Abstract:Debris flow disasters, characterized by their frequent occurrence and high destructiveness, are
significantly constrained by the inadequate real-time performance and elevated false alarm rates inherent in
conventional monitoring methodologies. This critical limitation underscores the urgent need to develop highly
efficient and precise intelligent detection techniques to substantially enhance early warning capabilities. To
address the challenges of poor real-time performance and high false alarm rates in traditional debris flow
monitoring systems, an enhanced YOLOv8m-GCSlide model is proposed based on the YOLOv8 framework. The
global context attention module (GCNet) is integrated into the backbone network to strengthen spatial
dependency modeling of dynamic fluid boundaries in complex terrains, while a sliding loss function (SlideLoss)
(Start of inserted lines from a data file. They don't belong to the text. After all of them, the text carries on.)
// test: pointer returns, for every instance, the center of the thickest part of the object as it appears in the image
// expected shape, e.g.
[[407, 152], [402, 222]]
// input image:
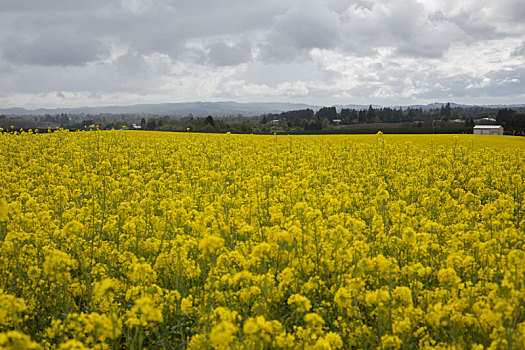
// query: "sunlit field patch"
[[123, 239]]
is designed to dynamically adjust classification thresholds and mitigate sample imbalance. Knowledge distillation
is further applied to compress the model, resulting in a lightweight variant (YOLOv8n-GCSlide) with reduced
computational complexity. A multi-source video dataset is constructed using publicly available resources, where
frames are extracted at 0.25-second intervals to balance feature retention and training efficiency. Data
augmentation techniques, including random cropping, rotation, scaling, Gaussian blur, and color jittering, are
employed to enhance generalization, supplemented by negative samples (e.g., dry riverbeds, landslides) to reduce
false positives. Experimental results demonstrate that the optimized model achieves 94.6%(+2.0%) detection
accuracy, 88.0% recall, 95.9% mean average precision, and an inference speed of 244.1 FPS, outperforming
mainstream lightweight models such as SwinTransformer and MobileNet variants. After compression, the model
parameters are reduced by 88.1%, with a distilled version maintaining 94.6%(+1.2%) accuracy and 88.0%
(+0.7%) recall while achieving 244.1 FPS. Field validation in Sedongpu Gully, a high-risk debris flow region,
confirms practical applicability: under complex environmental interference, the model attains 82.3% recall, 4.2%
false positive rate, and 240.6 FPS processing speed. The integration of global attention mechanisms and taskspecific
loss functions is shown to effectively capture dynamic motion features and suppress environmental noise.
Additionally, model compression techniques ensure a balance between accuracy and computational efficiency,
enabling edge deployment for real-time disaster warnings. This approach provides a robust technical foundation
for intelligent geological hazard monitoring systems, emphasizing high precision, low latency, and adaptability to
resource-constrained scenarios.